Bedrock Evaluations for automated and human-based conversation evaluation is mentioned as another capability that could support scaling to production. This suggests the current implementation may not have sophisticated automated evaluation in place, or at least that this is an area for future enhancement. Automated evaluation would be valuable for catching quality regressions when updating models or prompts.
## Critical Assessment and Balanced Perspective
This case study demonstrates a sophisticated production LLMOps implementation with thoughtful engineering decisions around multi-model selection, conversation state management, and task decomposition. The system addresses real complexity in healthcare communication and appears to achieve important operational requirements like high availability and low latency.
However, as with many vendor-produced case studies, there are important limitations to what we can assess. The case study provides architectural details and design rationale but lacks quantitative performance data. We don't see metrics on actual production performance: What percentage of calls are successfully resolved without human transfer? How accurate is the intent extraction? What's the patient satisfaction score? What are the actual latency distributions? How often do models produce incorrectly formatted outputs that require fallback handling?
The cost implications of running multiple LLM calls per conversation at scale (15 million calls annually) aren't discussed. Even with optimized model selection, the inference costs could be substantial, and understanding the unit economics would help assess whether this approach is sustainable as the company grows.
The multi-model strategy is presented as optimal, but we don't have detailed comparison data. How much worse would response quality be if everything used Nova Lite? How much faster is Nova Lite than Claude 3.5 Sonnet for response generation? These quantitative comparisons would strengthen confidence in the design choices.
The safety and compliance discussion is notably thin for a healthcare application. While Bedrock Guardrails are mentioned as available, we don't know what specific safeguards are implemented or how effective they are. The absence of discussion about model failure modes, hallucination mitigation, or PHI handling is concerning given the healthcare context.
The configuration-driven multi-tenancy approach sounds promising for scaling to many healthcare facilities, but we lack detail about what the configuration experience looks like, how complex it is to onboard a new facility, or what limitations exist in terms of customization.
That said, the core architecture demonstrates solid LLMOps principles: appropriate task decomposition, strategic model selection based on requirements, comprehensive state management, graceful degradation with human handoff, and use of managed services for reliability and scalability.

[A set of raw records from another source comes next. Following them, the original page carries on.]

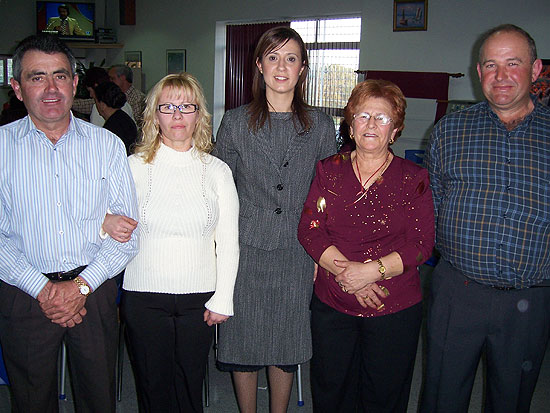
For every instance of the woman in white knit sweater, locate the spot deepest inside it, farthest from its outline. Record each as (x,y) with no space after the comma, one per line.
(181,282)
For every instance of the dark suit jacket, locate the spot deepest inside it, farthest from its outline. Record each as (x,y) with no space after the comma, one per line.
(271,193)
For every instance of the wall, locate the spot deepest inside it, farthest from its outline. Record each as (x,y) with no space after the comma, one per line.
(447,46)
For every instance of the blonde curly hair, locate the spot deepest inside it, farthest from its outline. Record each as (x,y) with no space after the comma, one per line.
(185,84)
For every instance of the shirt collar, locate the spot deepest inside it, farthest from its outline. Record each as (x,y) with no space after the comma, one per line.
(74,129)
(523,123)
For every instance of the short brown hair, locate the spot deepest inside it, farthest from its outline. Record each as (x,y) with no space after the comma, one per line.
(509,28)
(271,40)
(377,88)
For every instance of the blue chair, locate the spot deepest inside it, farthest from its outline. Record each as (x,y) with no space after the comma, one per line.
(3,373)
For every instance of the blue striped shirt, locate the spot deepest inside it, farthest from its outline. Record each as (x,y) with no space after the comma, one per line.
(491,189)
(53,199)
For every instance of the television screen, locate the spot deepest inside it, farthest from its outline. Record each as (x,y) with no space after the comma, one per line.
(71,21)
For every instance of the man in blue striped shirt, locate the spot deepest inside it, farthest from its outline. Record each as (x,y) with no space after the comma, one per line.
(489,169)
(59,177)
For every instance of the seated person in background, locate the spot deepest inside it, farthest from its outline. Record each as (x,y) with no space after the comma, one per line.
(123,77)
(108,100)
(64,24)
(13,110)
(94,77)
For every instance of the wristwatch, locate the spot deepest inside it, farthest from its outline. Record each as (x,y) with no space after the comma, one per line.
(82,286)
(381,269)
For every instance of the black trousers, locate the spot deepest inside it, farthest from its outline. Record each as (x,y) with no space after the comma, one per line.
(362,364)
(465,320)
(31,343)
(169,345)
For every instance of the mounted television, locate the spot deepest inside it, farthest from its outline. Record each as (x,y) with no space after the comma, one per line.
(71,21)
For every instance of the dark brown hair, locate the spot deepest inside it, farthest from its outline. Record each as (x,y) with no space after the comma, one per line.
(271,40)
(509,28)
(382,89)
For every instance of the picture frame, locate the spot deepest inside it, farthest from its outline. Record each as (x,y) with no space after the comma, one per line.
(133,59)
(410,15)
(541,86)
(176,61)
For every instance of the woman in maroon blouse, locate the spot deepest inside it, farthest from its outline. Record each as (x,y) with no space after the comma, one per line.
(368,222)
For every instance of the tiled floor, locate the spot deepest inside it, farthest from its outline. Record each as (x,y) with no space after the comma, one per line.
(222,399)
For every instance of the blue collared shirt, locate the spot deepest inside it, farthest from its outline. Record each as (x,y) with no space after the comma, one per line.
(53,199)
(491,190)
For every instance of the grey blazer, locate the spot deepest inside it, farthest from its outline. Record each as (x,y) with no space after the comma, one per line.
(271,192)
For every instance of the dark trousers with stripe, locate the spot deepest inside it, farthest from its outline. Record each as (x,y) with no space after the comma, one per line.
(169,345)
(31,343)
(362,364)
(467,319)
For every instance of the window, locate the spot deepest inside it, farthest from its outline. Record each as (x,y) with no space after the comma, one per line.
(333,49)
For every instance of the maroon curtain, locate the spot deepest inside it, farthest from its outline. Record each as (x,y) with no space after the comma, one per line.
(424,85)
(240,44)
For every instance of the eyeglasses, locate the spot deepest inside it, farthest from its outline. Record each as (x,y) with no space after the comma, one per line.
(184,108)
(380,119)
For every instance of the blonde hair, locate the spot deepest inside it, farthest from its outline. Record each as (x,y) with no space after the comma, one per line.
(188,85)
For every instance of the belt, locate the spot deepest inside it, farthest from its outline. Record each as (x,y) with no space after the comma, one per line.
(65,275)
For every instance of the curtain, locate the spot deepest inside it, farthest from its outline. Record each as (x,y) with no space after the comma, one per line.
(241,41)
(424,85)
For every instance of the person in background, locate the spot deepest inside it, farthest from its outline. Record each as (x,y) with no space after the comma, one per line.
(59,175)
(109,100)
(368,222)
(123,76)
(489,168)
(181,282)
(94,77)
(12,110)
(272,146)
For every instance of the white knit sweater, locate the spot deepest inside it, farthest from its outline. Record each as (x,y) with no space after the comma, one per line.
(188,227)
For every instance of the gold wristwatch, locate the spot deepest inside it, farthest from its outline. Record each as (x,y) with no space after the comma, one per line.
(82,286)
(381,269)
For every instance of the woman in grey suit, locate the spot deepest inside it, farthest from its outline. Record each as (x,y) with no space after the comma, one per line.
(272,146)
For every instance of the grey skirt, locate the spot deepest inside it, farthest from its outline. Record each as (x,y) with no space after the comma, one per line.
(271,325)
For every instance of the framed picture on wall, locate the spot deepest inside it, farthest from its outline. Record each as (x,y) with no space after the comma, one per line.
(541,86)
(176,61)
(410,15)
(133,59)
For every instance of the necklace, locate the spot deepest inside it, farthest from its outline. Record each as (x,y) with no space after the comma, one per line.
(364,185)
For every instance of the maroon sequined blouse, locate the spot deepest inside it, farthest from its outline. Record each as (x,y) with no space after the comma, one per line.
(395,214)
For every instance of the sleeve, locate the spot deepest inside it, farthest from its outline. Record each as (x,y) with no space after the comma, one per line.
(312,229)
(83,106)
(113,256)
(227,245)
(224,148)
(15,269)
(328,145)
(432,162)
(419,221)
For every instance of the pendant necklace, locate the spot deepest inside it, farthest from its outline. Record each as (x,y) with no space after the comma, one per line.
(364,185)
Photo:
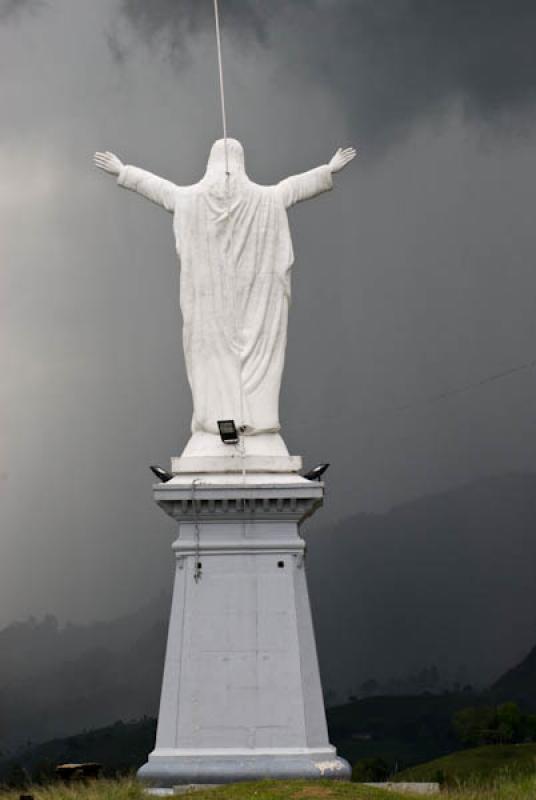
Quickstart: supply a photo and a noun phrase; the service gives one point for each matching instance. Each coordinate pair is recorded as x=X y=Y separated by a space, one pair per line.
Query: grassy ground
x=502 y=788
x=477 y=765
x=129 y=789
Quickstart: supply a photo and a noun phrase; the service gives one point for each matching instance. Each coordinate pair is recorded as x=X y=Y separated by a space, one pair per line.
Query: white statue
x=235 y=253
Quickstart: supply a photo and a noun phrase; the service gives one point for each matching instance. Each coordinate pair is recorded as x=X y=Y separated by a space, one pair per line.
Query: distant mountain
x=81 y=677
x=519 y=683
x=446 y=580
x=120 y=747
x=445 y=583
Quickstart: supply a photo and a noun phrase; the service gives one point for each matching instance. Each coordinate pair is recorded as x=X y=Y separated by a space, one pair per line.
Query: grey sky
x=415 y=276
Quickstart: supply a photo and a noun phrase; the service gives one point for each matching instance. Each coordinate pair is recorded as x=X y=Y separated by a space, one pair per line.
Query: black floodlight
x=316 y=473
x=228 y=432
x=162 y=474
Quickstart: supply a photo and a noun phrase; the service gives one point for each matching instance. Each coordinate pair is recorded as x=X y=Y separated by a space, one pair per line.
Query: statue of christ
x=235 y=253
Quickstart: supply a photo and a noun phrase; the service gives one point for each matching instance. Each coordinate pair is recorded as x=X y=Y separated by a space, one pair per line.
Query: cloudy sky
x=414 y=279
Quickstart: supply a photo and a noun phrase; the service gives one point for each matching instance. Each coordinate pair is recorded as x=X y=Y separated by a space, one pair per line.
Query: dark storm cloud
x=10 y=9
x=393 y=62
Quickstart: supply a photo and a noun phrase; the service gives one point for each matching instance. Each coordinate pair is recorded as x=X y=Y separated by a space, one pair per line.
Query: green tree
x=475 y=725
x=370 y=770
x=509 y=722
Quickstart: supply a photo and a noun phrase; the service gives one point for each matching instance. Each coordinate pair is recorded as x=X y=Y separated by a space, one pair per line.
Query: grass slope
x=477 y=765
x=129 y=789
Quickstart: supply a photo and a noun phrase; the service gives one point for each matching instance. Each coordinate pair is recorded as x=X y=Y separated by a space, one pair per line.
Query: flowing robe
x=235 y=253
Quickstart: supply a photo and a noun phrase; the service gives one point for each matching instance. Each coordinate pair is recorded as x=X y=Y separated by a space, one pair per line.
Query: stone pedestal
x=241 y=695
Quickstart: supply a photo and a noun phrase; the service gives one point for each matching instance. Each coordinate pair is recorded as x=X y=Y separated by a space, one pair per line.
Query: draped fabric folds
x=235 y=253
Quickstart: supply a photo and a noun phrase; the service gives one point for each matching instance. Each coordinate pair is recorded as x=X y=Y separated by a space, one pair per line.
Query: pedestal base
x=166 y=771
x=241 y=694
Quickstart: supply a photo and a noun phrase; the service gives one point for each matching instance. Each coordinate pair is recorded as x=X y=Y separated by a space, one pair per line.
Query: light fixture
x=316 y=473
x=228 y=432
x=162 y=474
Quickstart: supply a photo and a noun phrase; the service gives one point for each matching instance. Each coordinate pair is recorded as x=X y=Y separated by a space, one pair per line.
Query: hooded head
x=235 y=159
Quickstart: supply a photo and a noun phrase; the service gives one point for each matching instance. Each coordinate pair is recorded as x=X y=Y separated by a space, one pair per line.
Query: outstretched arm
x=158 y=190
x=309 y=184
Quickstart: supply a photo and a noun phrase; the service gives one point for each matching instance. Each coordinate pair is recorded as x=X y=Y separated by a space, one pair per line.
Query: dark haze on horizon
x=416 y=277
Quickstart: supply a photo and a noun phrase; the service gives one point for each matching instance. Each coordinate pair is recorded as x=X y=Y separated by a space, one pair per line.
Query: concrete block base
x=170 y=771
x=241 y=695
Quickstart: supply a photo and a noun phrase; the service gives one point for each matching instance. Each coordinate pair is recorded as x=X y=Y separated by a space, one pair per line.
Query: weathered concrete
x=241 y=695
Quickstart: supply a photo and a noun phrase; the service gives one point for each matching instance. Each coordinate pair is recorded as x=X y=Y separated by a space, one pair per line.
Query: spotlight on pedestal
x=162 y=474
x=228 y=432
x=316 y=473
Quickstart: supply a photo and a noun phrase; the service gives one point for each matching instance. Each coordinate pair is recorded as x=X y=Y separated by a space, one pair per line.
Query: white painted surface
x=235 y=252
x=241 y=682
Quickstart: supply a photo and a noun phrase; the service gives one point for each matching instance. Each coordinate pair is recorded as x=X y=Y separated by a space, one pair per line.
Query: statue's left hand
x=108 y=162
x=342 y=158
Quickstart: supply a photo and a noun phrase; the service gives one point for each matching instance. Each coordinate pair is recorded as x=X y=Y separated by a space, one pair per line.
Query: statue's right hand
x=108 y=162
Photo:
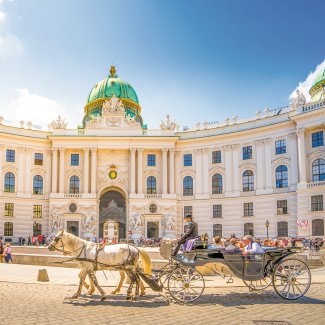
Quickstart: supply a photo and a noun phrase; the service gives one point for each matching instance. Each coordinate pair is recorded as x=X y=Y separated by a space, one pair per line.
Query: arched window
x=281 y=176
x=248 y=181
x=217 y=230
x=38 y=184
x=216 y=184
x=37 y=229
x=74 y=185
x=151 y=185
x=319 y=170
x=249 y=229
x=317 y=227
x=282 y=229
x=188 y=186
x=8 y=229
x=10 y=182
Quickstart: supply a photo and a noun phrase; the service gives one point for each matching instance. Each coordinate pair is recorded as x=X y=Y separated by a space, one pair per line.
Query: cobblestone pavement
x=45 y=304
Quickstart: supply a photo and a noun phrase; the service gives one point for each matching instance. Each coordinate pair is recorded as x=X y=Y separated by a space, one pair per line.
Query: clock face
x=112 y=174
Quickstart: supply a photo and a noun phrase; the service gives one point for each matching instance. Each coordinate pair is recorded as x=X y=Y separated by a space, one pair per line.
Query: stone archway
x=112 y=215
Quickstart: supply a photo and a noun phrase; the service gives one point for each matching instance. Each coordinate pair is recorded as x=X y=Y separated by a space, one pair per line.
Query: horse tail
x=146 y=262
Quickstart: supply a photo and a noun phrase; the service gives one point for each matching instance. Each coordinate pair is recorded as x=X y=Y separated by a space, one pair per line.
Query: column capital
x=301 y=131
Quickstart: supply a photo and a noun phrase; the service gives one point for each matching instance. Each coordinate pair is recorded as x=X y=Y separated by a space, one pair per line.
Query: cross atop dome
x=112 y=72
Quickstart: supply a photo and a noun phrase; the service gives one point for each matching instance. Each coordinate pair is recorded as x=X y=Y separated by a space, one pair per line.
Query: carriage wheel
x=259 y=284
x=186 y=284
x=291 y=279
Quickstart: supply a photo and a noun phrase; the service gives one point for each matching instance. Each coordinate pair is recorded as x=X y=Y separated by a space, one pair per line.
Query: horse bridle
x=57 y=239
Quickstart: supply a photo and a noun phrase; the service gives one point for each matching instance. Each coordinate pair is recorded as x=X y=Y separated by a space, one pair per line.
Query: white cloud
x=305 y=85
x=38 y=109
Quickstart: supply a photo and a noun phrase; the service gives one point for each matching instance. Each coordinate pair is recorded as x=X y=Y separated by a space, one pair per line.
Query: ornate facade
x=113 y=177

The appointment scheduling implementation in particular shows thoughtful state machine design combined with LLM flexibility. The conversation management approach of extracting multiple intents, queuing them, and processing sequentially while maintaining context is more sophisticated than simpler single-intent systems.
This case study illustrates that production LLM applications in regulated, high-stakes domains like healthcare require careful engineering beyond just prompt writing. The team had to balance conversational quality with latency, reliability, compliance, cost, and customization requirements—all while building a system that can scale to millions of interactions. While we'd benefit from more detailed performance data and safety discussions, the architectural patterns demonstrated here provide valuable reference points for teams building similar production LLM systems.